Monday, June 29, 2020

Living/Loving History




As a kid I was so good at the dentist, never uttering a sound, despite the lack of Novocain.

The reason...

If I were good, I'd be taken to the hardware store that had a shelf of Landmark Books, an offshoot of Bennett Cerf's Random House Publishing. Written by well known writers for kids, they covered different historical topics. It was the beginning of my love of history.

Some people learn about the past from osmosis, never dealing with it directly. Growing up in New England it was all around me starting with the 1694 Parker Tavern,  the oldest house in Reading, MA to the Lexington Battlefield, which is the source of the novel I am currently researching and writing.

I never expected as a kid to be in touch with history far away from my childhood home.

Later in life I was. My daughter spent a year in Germany before university. Her host father told me about sitting outside of Nuremberg and watching the American bombs fall at the end of the war.

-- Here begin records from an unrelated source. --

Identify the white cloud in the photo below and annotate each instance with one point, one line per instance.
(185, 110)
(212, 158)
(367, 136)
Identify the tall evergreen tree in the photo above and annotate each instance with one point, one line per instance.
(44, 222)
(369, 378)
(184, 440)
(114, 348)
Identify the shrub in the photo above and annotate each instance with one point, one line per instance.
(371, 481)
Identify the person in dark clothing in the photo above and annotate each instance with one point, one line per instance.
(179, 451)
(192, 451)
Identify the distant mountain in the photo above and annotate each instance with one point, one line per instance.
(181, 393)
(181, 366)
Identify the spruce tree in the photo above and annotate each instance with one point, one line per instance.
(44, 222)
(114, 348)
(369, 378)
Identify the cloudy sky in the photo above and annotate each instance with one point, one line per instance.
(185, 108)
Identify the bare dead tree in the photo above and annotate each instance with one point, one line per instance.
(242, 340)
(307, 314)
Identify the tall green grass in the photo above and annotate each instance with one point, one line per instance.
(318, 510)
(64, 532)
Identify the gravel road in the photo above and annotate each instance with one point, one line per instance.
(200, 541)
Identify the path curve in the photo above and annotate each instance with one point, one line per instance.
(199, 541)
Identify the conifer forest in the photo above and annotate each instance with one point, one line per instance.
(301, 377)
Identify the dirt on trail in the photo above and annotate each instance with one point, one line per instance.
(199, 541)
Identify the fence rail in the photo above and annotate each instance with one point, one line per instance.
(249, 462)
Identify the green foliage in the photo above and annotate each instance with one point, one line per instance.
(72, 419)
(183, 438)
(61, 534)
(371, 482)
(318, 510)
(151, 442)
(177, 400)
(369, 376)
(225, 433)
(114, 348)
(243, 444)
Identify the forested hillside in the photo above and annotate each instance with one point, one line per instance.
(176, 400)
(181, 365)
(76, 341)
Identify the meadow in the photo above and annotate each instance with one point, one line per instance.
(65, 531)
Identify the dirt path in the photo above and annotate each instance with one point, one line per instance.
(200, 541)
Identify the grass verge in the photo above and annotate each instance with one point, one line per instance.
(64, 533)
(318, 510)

A colleague at the Swiss company where I worked recounted how as a little girl of four she was walking with her mom in Evian. She kept dragging her feet, ignoring her mother's cries to hurry. A Nazi officer arrested the mother. Fortunately the war ended days before the mother was scheduled to be shipped to a death camp.

This is history up front and personal, eye witnesses.

I also searched our history...visiting Normandy and other famous sites from many periods. The tombs of Eleanor of Aquitaine, Richard the Lionhearted, William the Conqueror might contain only a few bones from their bodies are there, but once people I'd read about had been there. It felt like a personal introduction.

Standing where the infant Mary had been crowned Queen of Scots sent shivers through my body.

I'm currently reading In Truth A history of Lies from Ancient Rome to Modern America by Matthew Fraser. What a delight. Unlike many history books the prose is clear often funny, sometimes tongue in cheek. It screams the truth of the saying, the more things change the more they stay the same. It made me wonder how much better Julius Caesar would have been if he had Facebook and Twitter.

If the pandemic is ever over, I hope to trace family history in Nova Scotia. I've already been to LaRochelle, France where my ancestor Michel Boudreau (Boudrot) set sail in 1640. I hope to visit his burial place. Maybe meet up with distant family members. Michel produced 11 living children who were also prolific.

In the meantime, it is such fun researching about the weapons, ships, living conditions of British soldiers before the beginning of the American Revolution for the novel.

Oh, we changed dentists. The new dentist not only believed in Novocaine, he did not consider it necessary to dry his fingers on the bib over my non-existent breasts. I was still able to buy a book for good behavior.